As a novel method to clear Delhi’s tarnished reputation amongst foreigners, the South Delhi Municipal Corporation plans to impose restrictions on—wait for it—massage parlours. Henceforth, no cross gender massages shall be allowed, there will be a stricter implementation of the laws concerning the minimum age for masseurs, and all visitors are required to report any massage parlour or spa violating these rules.
The focus on implementing the laws concerning minimum age and qualifications of masseurs is a welcome step and one that is long overdue: this will heavily discourage any forced recruitment and/or exploitation of youth while ensuring participation of masseurs who are fully willing. However, it is completely absurd to regulate a perfectly legal practice by mandating that masseurs of one gender only be allowed to provide services for the same—it is an insult to trained and qualified individuals, devalues their professionalism and can affect their careers and income.

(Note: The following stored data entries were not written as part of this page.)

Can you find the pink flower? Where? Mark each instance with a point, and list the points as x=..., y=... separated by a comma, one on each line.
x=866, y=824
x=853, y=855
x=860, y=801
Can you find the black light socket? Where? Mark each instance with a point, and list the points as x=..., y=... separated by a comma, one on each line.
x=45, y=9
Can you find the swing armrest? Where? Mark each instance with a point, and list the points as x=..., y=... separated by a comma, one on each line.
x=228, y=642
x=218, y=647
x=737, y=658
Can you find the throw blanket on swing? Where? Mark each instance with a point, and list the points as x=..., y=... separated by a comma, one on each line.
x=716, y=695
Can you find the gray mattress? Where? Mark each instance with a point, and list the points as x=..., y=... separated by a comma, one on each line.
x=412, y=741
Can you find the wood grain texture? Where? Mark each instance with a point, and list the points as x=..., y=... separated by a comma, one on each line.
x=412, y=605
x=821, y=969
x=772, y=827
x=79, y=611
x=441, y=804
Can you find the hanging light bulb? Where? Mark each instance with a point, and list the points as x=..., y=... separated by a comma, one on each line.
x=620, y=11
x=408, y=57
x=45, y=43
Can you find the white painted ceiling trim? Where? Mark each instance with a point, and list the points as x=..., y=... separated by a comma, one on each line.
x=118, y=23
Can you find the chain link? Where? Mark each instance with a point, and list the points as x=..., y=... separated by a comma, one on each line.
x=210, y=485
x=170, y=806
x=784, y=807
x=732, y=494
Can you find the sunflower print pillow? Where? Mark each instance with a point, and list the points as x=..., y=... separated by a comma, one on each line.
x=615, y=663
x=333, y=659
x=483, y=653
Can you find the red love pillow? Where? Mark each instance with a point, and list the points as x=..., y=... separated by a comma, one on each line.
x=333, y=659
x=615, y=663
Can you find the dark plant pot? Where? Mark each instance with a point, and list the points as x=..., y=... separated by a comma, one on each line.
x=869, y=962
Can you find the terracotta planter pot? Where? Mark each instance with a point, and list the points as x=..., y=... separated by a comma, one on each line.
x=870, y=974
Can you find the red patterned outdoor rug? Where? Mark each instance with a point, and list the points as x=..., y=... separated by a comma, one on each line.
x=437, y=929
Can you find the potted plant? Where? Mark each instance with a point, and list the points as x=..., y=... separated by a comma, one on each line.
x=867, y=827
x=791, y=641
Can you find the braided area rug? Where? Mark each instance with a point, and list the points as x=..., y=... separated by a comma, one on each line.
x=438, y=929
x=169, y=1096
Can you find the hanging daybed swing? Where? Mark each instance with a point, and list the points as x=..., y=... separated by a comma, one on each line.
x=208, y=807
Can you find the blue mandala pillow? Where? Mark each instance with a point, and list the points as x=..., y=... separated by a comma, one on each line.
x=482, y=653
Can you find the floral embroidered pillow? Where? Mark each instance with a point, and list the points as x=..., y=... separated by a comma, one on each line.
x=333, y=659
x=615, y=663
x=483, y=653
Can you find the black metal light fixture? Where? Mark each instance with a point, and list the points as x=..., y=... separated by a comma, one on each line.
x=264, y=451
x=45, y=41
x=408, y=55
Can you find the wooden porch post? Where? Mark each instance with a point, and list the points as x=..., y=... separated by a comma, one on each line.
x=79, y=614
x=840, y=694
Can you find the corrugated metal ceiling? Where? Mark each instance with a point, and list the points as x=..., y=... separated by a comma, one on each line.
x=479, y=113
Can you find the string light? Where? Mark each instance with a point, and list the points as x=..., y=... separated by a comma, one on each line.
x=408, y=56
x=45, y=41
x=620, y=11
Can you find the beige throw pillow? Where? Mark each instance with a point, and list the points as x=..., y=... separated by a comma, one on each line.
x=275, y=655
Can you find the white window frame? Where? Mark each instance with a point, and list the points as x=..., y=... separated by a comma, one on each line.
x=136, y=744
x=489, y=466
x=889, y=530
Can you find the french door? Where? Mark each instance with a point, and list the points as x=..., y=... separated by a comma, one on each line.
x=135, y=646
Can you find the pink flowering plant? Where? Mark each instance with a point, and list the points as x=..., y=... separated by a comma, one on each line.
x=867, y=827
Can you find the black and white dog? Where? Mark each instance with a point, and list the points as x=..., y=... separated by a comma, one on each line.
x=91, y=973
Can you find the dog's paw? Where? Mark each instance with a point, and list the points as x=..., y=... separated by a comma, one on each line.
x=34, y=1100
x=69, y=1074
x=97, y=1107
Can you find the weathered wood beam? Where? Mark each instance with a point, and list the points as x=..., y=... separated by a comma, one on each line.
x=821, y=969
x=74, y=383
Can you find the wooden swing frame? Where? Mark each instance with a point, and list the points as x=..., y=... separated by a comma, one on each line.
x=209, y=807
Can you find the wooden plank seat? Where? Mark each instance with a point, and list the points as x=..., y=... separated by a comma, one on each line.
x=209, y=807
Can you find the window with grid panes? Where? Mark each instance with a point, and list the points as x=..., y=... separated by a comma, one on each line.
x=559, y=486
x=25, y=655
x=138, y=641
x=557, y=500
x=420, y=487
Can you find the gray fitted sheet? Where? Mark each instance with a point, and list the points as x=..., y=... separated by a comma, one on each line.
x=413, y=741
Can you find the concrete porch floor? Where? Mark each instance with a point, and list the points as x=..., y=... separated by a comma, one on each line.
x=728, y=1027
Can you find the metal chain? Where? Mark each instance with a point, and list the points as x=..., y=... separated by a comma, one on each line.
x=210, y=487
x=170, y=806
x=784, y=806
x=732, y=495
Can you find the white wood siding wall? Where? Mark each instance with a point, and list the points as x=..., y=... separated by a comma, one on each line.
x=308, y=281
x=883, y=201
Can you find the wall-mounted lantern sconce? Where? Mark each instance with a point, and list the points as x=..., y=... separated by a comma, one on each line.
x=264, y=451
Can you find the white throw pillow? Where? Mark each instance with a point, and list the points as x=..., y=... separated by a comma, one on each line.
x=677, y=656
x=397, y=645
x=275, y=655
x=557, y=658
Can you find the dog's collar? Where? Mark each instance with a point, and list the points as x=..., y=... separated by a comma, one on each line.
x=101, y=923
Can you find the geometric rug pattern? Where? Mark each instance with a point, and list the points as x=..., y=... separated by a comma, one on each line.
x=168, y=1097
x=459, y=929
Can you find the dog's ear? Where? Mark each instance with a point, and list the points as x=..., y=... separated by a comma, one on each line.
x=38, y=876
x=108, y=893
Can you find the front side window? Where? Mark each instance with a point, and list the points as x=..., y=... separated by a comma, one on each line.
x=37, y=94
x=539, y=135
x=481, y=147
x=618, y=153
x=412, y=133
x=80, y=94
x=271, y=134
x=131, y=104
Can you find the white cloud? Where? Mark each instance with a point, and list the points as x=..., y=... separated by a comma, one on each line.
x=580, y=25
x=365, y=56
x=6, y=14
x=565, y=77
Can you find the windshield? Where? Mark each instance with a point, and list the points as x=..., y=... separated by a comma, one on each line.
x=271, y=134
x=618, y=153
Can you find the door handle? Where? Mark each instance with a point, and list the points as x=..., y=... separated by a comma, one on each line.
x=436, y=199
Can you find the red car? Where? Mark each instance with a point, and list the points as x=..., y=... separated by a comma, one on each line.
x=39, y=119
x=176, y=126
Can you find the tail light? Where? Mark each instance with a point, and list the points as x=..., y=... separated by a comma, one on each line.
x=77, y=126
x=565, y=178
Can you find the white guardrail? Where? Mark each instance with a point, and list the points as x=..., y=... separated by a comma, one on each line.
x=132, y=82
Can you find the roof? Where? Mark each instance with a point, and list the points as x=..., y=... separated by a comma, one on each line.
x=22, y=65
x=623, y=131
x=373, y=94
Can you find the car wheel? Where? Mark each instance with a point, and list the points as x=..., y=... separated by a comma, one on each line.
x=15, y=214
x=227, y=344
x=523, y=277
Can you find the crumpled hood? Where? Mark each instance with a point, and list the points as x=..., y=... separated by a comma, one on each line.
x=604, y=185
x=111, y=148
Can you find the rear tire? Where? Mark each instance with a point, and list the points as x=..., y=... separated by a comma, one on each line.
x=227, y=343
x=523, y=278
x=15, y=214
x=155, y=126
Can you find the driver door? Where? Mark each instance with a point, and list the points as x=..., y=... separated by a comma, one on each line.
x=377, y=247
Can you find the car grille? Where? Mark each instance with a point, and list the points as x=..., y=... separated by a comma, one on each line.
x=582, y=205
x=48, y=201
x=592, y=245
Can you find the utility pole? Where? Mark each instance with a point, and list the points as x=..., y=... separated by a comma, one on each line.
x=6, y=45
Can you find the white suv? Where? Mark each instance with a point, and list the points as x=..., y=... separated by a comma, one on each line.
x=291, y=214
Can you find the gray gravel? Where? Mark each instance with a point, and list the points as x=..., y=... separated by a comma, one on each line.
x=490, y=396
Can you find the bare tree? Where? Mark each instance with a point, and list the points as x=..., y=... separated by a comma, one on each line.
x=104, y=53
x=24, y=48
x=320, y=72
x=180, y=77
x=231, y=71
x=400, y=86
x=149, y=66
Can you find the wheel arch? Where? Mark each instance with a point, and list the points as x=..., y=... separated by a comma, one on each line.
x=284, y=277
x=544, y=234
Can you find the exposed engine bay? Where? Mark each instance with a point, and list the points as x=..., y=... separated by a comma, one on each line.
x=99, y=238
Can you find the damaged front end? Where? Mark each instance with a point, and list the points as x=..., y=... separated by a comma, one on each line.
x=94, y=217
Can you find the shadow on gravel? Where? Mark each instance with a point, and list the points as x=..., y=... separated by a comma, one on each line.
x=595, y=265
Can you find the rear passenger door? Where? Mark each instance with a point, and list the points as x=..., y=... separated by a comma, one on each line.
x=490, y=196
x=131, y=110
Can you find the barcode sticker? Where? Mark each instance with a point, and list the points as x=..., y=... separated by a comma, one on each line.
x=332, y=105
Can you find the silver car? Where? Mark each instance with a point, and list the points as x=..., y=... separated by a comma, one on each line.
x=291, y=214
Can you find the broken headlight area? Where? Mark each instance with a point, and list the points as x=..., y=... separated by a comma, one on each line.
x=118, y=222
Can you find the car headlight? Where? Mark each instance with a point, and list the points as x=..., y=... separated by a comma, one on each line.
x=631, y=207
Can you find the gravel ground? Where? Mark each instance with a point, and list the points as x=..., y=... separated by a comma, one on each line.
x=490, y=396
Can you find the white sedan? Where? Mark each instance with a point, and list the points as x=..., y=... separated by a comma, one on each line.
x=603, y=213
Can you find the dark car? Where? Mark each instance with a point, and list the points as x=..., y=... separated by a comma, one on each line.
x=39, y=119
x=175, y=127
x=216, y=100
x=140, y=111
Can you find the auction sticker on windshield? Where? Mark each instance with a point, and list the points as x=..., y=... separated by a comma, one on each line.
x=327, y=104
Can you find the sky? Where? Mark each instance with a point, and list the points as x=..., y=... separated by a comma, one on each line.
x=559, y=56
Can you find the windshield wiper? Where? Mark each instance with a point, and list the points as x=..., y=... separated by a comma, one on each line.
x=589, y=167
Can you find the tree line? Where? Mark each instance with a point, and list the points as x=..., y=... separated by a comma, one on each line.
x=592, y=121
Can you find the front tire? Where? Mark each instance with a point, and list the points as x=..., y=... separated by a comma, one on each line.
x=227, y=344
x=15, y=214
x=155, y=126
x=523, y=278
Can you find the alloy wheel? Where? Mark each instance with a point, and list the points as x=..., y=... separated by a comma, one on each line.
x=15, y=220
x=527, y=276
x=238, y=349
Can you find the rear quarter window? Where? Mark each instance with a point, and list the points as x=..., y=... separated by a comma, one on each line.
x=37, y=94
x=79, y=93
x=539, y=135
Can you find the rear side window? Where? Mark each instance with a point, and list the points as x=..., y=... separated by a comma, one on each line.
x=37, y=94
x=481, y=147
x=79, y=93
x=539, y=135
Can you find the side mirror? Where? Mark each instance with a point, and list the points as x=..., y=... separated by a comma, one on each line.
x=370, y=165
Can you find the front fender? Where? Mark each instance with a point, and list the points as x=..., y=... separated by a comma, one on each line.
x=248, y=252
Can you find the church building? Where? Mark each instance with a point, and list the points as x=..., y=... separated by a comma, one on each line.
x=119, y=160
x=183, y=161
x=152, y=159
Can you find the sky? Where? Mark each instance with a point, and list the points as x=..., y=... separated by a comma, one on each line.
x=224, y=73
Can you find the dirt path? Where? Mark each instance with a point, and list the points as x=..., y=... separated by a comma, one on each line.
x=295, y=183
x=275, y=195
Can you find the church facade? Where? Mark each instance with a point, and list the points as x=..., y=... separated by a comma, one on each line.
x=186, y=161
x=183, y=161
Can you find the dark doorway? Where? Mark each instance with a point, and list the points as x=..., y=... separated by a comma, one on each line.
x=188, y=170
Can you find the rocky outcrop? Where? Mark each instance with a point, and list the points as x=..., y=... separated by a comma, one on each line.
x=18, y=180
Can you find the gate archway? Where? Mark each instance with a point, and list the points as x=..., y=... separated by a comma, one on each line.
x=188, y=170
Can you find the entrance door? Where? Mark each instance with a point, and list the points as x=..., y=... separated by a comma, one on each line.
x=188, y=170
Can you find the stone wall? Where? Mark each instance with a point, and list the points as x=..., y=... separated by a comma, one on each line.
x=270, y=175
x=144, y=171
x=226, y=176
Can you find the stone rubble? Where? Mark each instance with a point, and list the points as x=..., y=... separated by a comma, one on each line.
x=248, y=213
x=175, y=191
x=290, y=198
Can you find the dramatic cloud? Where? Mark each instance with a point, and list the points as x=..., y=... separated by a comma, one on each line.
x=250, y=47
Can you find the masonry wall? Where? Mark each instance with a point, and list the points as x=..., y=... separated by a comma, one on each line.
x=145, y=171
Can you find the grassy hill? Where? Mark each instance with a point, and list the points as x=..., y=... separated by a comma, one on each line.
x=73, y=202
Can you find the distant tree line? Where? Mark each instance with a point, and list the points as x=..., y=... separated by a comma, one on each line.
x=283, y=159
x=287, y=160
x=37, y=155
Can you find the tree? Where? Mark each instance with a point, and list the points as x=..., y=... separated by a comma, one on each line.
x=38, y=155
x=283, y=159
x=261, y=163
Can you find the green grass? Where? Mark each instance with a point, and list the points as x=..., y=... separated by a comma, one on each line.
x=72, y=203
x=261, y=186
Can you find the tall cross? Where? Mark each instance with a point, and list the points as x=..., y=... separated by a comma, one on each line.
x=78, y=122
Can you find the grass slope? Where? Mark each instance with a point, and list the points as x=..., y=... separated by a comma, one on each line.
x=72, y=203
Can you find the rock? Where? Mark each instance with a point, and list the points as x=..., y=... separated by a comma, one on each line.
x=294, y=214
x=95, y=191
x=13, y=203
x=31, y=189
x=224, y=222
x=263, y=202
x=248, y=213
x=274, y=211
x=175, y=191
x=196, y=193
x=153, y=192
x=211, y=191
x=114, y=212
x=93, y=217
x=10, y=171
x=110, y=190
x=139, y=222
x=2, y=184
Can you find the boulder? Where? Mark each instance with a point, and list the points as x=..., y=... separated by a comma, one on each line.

The basis of this rule’s imposition is to be found in the ubiquitous Indian “sanskar”: the compulsion to morally police and control everything around yourself which you don’t like or understand. It is deeply rooted in internalised misogyny as well. Women make up the majority of service providers in the Indian massage market–and the shock, the horror to think they could retain a semblance of professionalism under any circumstance.
As far as the SDMC is concerned, masseuses all lack work ethic and skill and are willing to sell themselves, not their work, in each one of Delhi’s 2400 massage parlours. Moreover, the generalisation of pooling in all businesses with those where unlawful practices such as forced prostitution and exploitation of women go on will only provide a cover to the latter for continuing completely undeterred. No one wins, except Kamaljeet Sehrawat’s ego.
Consider another factor which contributes to Delhi’s tainted reputation: how unsafe it is for women. Grown women are uneasy going out at night with friends; schoolgirls are afraid to walk home from tuition classes—and with good reason. Going by 2018’s statistics, five women in Delhi were raped daily. Out of all rape trials in India, less than one-fourth lead to convictions. There are reports daily of minor girls—some being infants of only a few months of age—being molested and raped by acquaintances, neighbours, their own families. There is little to no legal or police protection for survivors undergoing high profile trials, as the Unnao survivor’s family and witnesses being picked off one by one have shown. Girls are found gaping open, strewn across fields and paths like roadside litter and treated worse than if they had been.
Delhi’s women aren’t safe; they haven’t felt safe in a long time.
Here’s a thought for the authorities: instead of imposing Sanskari restrictions on legal businesses and professional masseurs, do something about the rape problem. Perhaps then Delhi’s reputation can be uplifted—not only while paying lip service to visitors from abroad, but amongst its women.